URL Shortner Server

What Inspired Me

The MLH PE Hackathon 2026 was built around a compelling challenge: take a URL shortener template and push it to production-grade quality by completing a series of Production Engineering quests — covering reliability, scalability, incident response, and documentation. With five non-cash prizes on the line, I set my sights on the Scalability Quest and its top prize: a Raspberry Pi 5 Starter Kit. The goal wasn't just to build something that works — it was to build something that scales.

How I Built It

Step 1 — Building the Application

I started by building out the actual URL shortener, using the automated test suite as a guide for what needed to exist. This meant implementing full CRUD endpoints for:

User management
URL operations
Event tracking

Once the core application was functional and tests were passing, I shifted focus entirely to the production engineering quests.

Step 2 — Bronze Tier (Baseline Load Test)

The first tier was straightforward: set up k6 and run a load test with 50 concurrent users, then document the results. There was no hard performance threshold to hit — just establish a baseline. I ran the test, captured the results, and moved on.

Step 3 — Silver Tier (Scale-Out)

This tier raised the stakes:

Ramp up to 200 concurrent users
Run 2 instances of the app using Docker Compose
Put NGINX in front as a load balancer
Keep p95 response time under 3 seconds

I set up the multi-container architecture and got everything running — but the 3-second target was elusive.

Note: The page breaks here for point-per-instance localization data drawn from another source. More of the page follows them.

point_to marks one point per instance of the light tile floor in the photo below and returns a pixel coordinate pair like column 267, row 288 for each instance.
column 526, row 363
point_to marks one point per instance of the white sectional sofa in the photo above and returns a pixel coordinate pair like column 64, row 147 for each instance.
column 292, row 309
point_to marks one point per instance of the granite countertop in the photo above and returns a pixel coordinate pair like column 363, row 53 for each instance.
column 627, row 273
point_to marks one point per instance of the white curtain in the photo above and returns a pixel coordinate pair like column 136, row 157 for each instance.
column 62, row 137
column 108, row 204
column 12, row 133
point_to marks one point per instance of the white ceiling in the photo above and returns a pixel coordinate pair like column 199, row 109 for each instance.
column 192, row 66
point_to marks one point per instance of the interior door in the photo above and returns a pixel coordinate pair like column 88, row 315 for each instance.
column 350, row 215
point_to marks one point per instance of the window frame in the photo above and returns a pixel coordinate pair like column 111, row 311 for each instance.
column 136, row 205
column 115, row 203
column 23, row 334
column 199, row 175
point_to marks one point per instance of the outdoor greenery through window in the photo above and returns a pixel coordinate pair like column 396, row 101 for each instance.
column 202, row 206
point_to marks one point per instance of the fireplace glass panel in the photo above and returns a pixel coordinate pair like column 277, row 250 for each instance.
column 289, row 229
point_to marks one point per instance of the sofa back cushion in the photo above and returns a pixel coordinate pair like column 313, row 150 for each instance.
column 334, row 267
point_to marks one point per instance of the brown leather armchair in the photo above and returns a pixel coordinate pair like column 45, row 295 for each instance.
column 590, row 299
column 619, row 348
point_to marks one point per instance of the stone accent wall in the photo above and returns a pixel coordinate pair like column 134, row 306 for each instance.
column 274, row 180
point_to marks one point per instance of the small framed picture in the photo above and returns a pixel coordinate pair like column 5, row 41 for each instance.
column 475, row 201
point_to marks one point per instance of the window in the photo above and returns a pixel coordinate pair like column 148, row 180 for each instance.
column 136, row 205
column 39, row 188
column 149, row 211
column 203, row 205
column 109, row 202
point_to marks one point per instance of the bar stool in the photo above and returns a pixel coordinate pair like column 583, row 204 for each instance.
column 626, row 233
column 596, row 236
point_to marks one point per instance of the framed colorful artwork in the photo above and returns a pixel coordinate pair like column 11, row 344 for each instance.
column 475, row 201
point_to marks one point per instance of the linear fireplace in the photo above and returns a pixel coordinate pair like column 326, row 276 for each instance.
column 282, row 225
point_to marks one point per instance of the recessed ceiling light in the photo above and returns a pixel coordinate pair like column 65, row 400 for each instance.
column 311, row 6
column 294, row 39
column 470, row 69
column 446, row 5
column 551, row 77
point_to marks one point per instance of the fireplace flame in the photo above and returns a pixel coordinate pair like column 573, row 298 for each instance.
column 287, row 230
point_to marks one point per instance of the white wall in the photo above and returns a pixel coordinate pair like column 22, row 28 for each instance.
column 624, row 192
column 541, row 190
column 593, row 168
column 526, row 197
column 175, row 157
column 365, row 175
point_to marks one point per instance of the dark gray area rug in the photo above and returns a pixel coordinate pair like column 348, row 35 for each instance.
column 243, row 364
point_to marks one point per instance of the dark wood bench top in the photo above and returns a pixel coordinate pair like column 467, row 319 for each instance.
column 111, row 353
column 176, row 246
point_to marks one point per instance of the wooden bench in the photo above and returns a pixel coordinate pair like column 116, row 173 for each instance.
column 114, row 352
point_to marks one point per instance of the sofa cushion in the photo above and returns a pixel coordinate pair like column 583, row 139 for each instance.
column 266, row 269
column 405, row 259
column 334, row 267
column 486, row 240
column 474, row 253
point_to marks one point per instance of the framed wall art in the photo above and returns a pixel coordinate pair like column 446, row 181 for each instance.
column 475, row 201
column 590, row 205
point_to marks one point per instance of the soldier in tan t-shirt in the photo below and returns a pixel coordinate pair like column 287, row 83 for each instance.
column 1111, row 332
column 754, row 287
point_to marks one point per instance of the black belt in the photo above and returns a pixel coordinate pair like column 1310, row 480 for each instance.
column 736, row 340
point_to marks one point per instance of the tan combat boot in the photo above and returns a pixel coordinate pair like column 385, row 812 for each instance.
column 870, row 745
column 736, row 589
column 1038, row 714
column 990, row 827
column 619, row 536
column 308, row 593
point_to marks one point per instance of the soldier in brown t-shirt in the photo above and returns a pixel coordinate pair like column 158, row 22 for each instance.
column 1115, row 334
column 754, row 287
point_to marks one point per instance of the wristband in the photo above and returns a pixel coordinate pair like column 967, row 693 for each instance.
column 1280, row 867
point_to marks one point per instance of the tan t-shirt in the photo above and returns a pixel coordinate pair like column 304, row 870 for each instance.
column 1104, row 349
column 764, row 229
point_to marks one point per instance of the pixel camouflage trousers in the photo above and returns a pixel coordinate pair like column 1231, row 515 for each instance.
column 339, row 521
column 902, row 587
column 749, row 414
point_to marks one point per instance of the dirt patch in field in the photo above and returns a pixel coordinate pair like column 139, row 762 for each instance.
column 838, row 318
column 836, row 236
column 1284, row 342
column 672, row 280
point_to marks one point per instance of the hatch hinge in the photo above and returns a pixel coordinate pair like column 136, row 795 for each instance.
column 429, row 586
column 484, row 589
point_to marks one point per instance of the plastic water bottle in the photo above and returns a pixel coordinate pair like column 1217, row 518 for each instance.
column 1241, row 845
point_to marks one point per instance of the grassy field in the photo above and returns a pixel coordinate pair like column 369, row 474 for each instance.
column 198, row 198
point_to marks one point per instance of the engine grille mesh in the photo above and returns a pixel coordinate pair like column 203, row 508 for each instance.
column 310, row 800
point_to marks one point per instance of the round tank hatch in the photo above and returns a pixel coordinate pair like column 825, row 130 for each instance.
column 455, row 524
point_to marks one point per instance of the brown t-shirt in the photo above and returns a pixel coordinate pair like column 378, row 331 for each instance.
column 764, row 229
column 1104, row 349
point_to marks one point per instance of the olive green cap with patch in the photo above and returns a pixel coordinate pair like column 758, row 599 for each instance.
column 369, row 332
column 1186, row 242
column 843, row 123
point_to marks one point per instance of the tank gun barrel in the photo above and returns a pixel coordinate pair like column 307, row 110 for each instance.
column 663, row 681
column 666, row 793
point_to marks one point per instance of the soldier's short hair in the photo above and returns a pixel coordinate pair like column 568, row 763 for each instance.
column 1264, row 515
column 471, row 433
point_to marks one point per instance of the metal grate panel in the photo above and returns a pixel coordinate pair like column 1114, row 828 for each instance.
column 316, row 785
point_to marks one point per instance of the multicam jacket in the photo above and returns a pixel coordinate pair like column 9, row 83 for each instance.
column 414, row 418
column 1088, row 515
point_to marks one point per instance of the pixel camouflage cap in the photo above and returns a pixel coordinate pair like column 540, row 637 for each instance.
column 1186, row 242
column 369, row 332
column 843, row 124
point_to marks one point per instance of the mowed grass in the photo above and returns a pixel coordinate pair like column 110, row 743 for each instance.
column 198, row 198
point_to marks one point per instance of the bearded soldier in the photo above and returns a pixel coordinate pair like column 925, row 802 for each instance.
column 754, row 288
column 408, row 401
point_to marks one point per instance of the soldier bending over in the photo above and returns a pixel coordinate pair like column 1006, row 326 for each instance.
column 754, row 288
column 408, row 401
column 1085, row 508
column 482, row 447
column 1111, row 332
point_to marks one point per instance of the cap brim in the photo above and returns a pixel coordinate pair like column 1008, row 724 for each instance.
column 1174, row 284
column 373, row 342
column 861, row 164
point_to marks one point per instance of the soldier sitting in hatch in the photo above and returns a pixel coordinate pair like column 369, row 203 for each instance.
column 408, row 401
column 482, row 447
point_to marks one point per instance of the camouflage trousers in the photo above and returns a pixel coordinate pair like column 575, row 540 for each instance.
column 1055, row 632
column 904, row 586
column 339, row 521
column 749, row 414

Response times were hovering around 27 seconds locally, and I started questioning whether the target was even realistic for 200 concurrent users.

Then a hypothesis formed: what if the bottleneck is the machine itself, not the code?

I had free DigitalOcean credits, so I spun up a Droplet — 4 GB RAM, 2 vCPUs — and re-ran the exact same test. The results were staggering.

$$\text{Local p95} \approx 26.6s \xrightarrow{\text{DigitalOcean Droplet}} \text{VM p95} \approx 2.57s$$

That's roughly a 9× improvement — and it confirmed the hypothesis. The local machine was the bottleneck all along. I also re-ran the 50-user bronze test on the VM:

$$\text{p95: } 2.49s \xrightarrow{\text{VM}} 0.85s$$

From this point on, all tests were run on the VM.

For the silver tier verification, I captured:

docker ps output showing 2 app containers + 1 NGINX container
A load test screenshot confirming success with 200 users under 3s p95 ✅

Step 4 — Gold Tier (Speed of Light)

The gold tier was the real challenge:

Handle 500+ concurrent users (or 100 req/s)
Implement caching
Identify what was slow and explain how it was fixed
Keep error rate under 5%

First Run — Chaos

I started by testing the existing 2-instance setup at 500 concurrent users. The result was immediate and dramatic:

NGINX was throwing errors — 512 worker_connections wasn't enough
Error rate: 92% 🚨
p95: ~4.53s (surprisingly decent, but irrelevant given the error rate)

Fix #1 — NGINX Worker Connections

The fix was simple: increase worker_connections from 512 to 4096. One config change. Re-ran the test:

Error rate: 0% ✅
p95: 6.06s

Further Optimization — Gunicorn Workers & Horizontal Scaling

With the error rate under control, I focused on reducing p95:

Configuration	p95	Error Rate
2 workers, 2 instances	6.06s	0%
4 workers, 2 instances	6.20s	0%
8 workers, 2 instances	6.20s	0%
8 workers, 4 instances	5.62s	0%

Doubling Gunicorn workers alone had minimal impact — which was initially puzzling, since more workers should mean more parallel request handling. The likely explanation is that other factors (like randomized sleep delays of 0.1–0.5s between k6 iterations) were introducing noise into the results. What did make a measurable difference was horizontal scaling — going from 2 to 4 app instances brought p95 down to 5.62s with a clean 0% error rate.

Gold Tier Verification

Caching evidence: curl requests showing initial cache MISS followed by cache HIT ✅
Load test screenshot: 500+ users, error rate < 5% ✅
Bottleneck report: documented the NGINX worker_connections issue and resolution ✅

What I Learned

The machine matters — a lot. One of the most valuable lessons from this project is that performance testing on underpowered hardware produces misleading results. What looks like a code problem might just be a resource problem.
Cloud infrastructure is approachable. Setting up a DigitalOcean Droplet and SSH-ing into it from my local machine was new territory, but it turned out to be straightforward and incredibly useful.
Incremental optimization isn't always linear. More Gunicorn workers didn't always mean better performance — real-world load test results can be noisy, and understanding why is just as important as the numbers themselves.
NGINX config can make or break your throughput. A single worker_connections setting was the difference between a 92% error rate and 0%.

Challenges

The biggest challenge was the silver tier performance wall. I spent a significant amount of time wondering:

Is the 3-second target even achievable? Is there a bug in my code? Did they mean 30 seconds?

I tried various tweaks without meaningful improvement — until I made the call to test on a cloud VM. That decision turned everything around.

The other learning curve was DigitalOcean itself — it was my first time setting up a Droplet and managing a remote environment for performance testing. But it ended up being one of the most rewarding parts of the experience.